The transmembrane domain in viral fusion: essential role for a conserved glycine residue in vesicular stomatitis virus G protein

Abstract

The transmembrane (TM) domains of viral fusion proteins are required for fusion, but their precise role is unknown. G protein, the fusion protein of vesicular stomatitis virus, was previously shown to lose syncytia-forming ability if six residues (GLIIGL) were deleted from its TM domain. The 20-residue TM domain of wild-type (TM20) G protein was thus changed into a TM domain of 14 residues (TM14). To assess possible sequence specificity for this loss of function, the two Gly residues in TM20 were replaced with either Ala or Leu. Both mutations resulted in complete loss of fusion activity, as measured by fusion-dependent reporter gene transfer. Single substitutions decreased activity by about half. TM14 was weakly active (15%) but reintroduction of a Gly residue into TM14 by a single Ile --> Gly substitution increased activity to 80%. All mutants retained normal hemifusion activity, i.e., lipid mixing between the outer leaflets of the reacting membranes. Thus, at least one TM Gly residue is required for a late step in fusion mediated by G protein. Gly residues were significantly (2.6-fold; P = 0.004) more abundant in the TM domains of viral fusion proteins than in those of nonfusion proteins and were distributed differently within the TM domain. Thus, Gly residues in the TM domain of other viral fusion proteins may also prove to be important for fusion activity.

Figure 1

Amino acid sequences of the TM domains of VSV G protein (Indiana serotype) and the mutants used in this study.
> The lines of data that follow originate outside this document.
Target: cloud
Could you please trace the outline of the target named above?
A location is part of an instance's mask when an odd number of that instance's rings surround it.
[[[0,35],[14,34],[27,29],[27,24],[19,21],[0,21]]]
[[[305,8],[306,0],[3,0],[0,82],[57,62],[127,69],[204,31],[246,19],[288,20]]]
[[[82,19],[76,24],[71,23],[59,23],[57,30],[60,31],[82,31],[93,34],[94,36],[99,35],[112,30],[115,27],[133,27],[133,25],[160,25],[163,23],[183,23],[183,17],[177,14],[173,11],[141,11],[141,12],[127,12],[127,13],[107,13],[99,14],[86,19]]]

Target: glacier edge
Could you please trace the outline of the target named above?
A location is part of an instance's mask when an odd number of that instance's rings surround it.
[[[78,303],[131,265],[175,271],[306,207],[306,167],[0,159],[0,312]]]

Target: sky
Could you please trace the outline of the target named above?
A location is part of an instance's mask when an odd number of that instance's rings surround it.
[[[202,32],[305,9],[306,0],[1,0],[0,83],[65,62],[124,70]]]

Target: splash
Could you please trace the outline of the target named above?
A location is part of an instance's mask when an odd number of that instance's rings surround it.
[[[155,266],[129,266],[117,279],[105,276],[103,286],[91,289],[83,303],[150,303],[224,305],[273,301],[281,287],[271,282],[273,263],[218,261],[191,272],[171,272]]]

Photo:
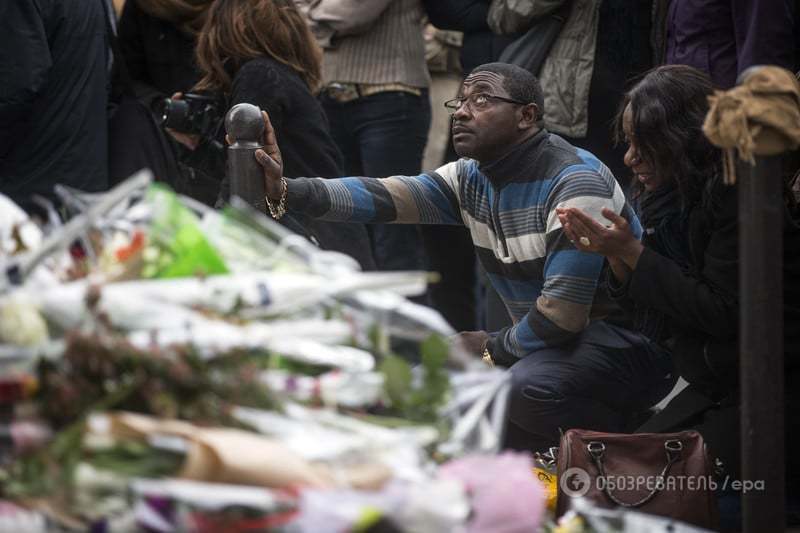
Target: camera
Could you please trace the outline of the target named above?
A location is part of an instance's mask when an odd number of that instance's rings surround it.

The wild-type (TM20) sequence is shown, numbered from the cytoplasmic end (cyto), with the residues that were deleted to form TM14 (12) boxed.

Figure 2

Fusion activity of VSV G protein and of the mutants shown in Fig. 1, as determined by the reporter gene activation assay. Results are the mean and SD (error bars) of at least three experiments, each normalized to results with TM20, because absolute numbers varied. In each experiment the number of foci in at least two plates transfected with each construct were counted. Transfection efficiencies were uniformly 45–55%, in all experiments and for each construct. TM20 plates generally had 100–200 foci per plate. Background foci produced by pGEM-transfected cells lacking any G insert (usually 10–20% of TM20 levels) were subtracted from all values.

Figure 3

R18 dye transfer induced by low pH from dye-loaded High Five cells into HeLa cells expressing the following constructs: (A) pGEM alone. (B) TM20. (C) TM14. (D) A6,10. (E) L6,10. R18 transfer, indicative of lipid mixing, has occurred in all cells except those in A. (×200.)

Figure 4

Lucifer yellow dye transfer induced by low pH from dye-loaded High Five cells into HeLa cells expressing the following constructs: (A) pGEM alone. (B) TM20. (C) TM14. (D) A6,10. (E) L6,10. Lucifer yellow transfer, indicative of aqueous compartment mixing, has occurred only in cells in B. (×400.)

Figure 5

Frequency of occurrence of Gly residues in specific locations within the TM domains of fusion and nonfusion proteins listed in Tables 1 and 2. Location intervals are numbered from the cytoplasmic end of the TM domain as shown in Fig. 1.

Figure 6

Model for the participation of a TM Gly residue in fusion. (A) Rigid TM domains are embedded in the viral (lower) membrane and positioned around a hemifusion diaphragm, composed of the inner leaflets of the two reacting membranes. Because hemifusion has already occurred, a single outer leaflet (not shown) surrounds the structure shown in three dimensions. (B) Same as A, but with TM domain containing a bend around a Gly “hinge.” This could result in compression (increased negative curvature) of the viral leaflet and expansion of the target (upper) leaflet of the hemifusion diaphragm. (C) The perturbed lipids rearrange to form a more stable fusion pore. Expansion occurs in the direction indicated by the arrows.